What was already a difficult place to live has also become a nearly impossible place to police. To cite one example, nearly 6,000 prisoners escaped from a maximum security prison following the quake, only eight percent of whom have been recaptured, according to the MINUSTAH memo.

The UN mission adds that it's worried about security forces' connections to organized crime and noted that the murder rate "did not stop going up" in 2009 to 2010, according to EFE's account, without specifying by how much or where homicides were increasing.

Amidst the chaos are thousands of children. The United States Department of State estimates that close to half a million were displaced by the quake, adding to a culture of people inured to the death and destruction around them.

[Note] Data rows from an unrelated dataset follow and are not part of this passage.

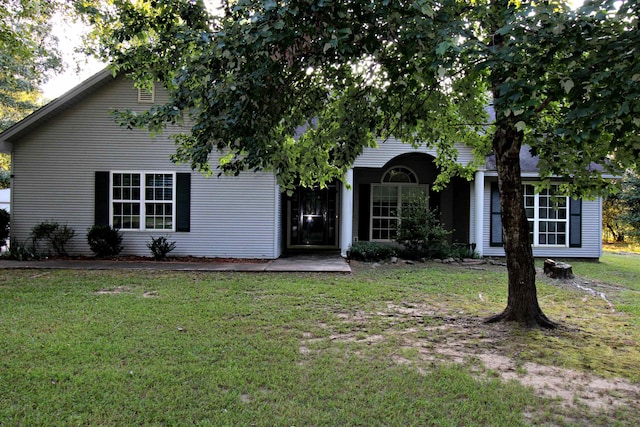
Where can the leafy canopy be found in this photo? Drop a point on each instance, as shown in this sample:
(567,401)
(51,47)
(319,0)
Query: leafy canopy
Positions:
(248,78)
(29,53)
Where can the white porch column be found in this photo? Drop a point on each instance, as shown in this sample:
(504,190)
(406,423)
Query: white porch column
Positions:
(346,214)
(478,234)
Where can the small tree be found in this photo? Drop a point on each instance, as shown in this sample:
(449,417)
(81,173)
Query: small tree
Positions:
(419,229)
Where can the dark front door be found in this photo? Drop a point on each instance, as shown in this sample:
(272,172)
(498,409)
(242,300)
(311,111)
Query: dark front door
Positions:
(312,217)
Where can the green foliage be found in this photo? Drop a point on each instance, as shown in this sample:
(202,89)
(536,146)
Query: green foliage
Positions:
(5,224)
(251,78)
(29,53)
(419,229)
(5,178)
(53,235)
(160,247)
(371,251)
(20,251)
(104,241)
(621,210)
(629,198)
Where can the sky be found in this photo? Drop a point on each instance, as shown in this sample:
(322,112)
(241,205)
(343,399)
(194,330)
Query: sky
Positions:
(80,68)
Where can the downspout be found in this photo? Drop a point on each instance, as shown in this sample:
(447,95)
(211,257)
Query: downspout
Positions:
(479,211)
(346,214)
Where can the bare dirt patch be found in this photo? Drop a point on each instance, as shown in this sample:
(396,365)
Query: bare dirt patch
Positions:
(114,291)
(487,349)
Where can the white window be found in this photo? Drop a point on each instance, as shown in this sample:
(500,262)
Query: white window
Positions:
(548,216)
(143,200)
(386,200)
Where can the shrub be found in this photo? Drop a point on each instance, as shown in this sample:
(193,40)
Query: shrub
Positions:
(371,251)
(54,235)
(419,230)
(4,227)
(160,247)
(19,252)
(104,241)
(461,250)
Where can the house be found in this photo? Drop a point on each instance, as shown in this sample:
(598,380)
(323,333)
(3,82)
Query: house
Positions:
(5,199)
(74,165)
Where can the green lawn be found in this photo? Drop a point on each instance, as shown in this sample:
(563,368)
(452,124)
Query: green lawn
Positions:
(233,349)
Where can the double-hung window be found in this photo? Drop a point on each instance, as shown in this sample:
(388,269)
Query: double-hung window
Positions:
(143,200)
(397,184)
(548,215)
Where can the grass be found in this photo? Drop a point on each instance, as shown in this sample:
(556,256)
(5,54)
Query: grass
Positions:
(121,348)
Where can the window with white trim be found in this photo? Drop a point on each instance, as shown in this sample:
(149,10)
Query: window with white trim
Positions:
(397,183)
(548,215)
(143,200)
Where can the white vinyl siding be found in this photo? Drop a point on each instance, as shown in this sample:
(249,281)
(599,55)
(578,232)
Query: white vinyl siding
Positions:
(591,244)
(386,201)
(548,215)
(54,180)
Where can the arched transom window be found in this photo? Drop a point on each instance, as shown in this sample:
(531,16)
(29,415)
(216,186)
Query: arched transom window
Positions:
(397,184)
(401,175)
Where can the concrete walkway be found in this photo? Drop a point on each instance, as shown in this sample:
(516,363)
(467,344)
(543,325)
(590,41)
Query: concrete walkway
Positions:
(298,263)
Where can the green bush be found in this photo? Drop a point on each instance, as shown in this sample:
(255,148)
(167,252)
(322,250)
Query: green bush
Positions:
(19,252)
(104,241)
(371,251)
(54,236)
(160,247)
(419,230)
(4,226)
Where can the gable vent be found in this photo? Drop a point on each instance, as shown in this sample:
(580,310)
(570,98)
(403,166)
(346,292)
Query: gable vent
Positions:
(147,97)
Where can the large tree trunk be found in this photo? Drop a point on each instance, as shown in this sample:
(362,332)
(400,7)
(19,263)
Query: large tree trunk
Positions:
(522,303)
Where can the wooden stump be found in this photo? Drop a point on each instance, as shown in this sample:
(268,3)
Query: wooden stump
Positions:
(558,270)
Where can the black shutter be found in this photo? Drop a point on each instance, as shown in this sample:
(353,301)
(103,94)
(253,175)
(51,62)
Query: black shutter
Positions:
(183,202)
(101,205)
(496,220)
(364,207)
(575,223)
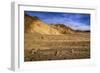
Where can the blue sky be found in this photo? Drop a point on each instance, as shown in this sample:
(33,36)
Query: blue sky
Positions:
(76,21)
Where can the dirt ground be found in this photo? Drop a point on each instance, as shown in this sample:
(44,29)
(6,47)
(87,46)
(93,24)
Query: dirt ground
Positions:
(56,47)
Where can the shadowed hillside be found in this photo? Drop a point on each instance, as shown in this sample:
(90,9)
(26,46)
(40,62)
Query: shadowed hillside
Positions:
(53,41)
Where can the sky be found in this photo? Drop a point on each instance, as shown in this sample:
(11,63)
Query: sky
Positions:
(77,21)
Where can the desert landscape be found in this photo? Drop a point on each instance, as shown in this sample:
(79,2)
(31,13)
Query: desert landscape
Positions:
(44,41)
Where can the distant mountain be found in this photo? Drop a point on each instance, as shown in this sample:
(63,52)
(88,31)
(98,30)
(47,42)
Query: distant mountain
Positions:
(35,25)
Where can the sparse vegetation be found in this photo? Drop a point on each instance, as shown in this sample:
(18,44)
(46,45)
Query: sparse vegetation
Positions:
(53,42)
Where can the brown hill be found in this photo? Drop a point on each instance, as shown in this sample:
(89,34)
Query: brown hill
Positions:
(35,25)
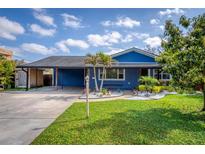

The State Department qualifies Haiti as a "special case" in matters of human trafficking, the highest alarm bell it can sound. And in its 2010 report on human trafficking, it says most of those trafficked are "restaveks," a term used for domestic child servants who form part of an extended family.

"Restaveks are treated differently from other non-biological children living in households," the State Department says. "In addition to involuntary servitude, restaveks are particularly vulnerable to beatings, sexual assaults and other abuses by family members in the homes in which they are residing."

Haiti has created a special Brigade for the Protection of Minors, but this has done little to curb trafficking since the brigade does not pursue forced labor or forced prostitution cases because there is no existing law against these activities, the State Department adds. It noted an increase in the number of restaveks found in shelters since the quake.

The UN's report may indicate that other children are also being bought and sold in large numbers on the black market, as desperate, entrepreneurial parents seek to lower their burden. Much of this market, it appears, is in the Dominican Republic, which shares the Hispaniola Island with Haiti.

A key crossing point, according to the UN, is Belladere, which is close to the border with the Dominican Republic. The UN is sponsoring education and outreach programs in the town, where Gallianne Palayret, a child protection specialist, produced the video below.

There, Haitian authorities turned back 1,437 children without proper identification or paperwork between May and December 2010, according to an informative blog by Palayret. (Read blog here.)

The Dominican Republic has a similarly appalling record on human trafficking. The State Department qualifies it as a "Tier 3" nation, the highest alarm bell it can sound for a country that is not a "Special Case" like Haiti.

Haitians are trafficked to work on Dominican sugar plantations, in brothels and other forced servitude, the State Department says.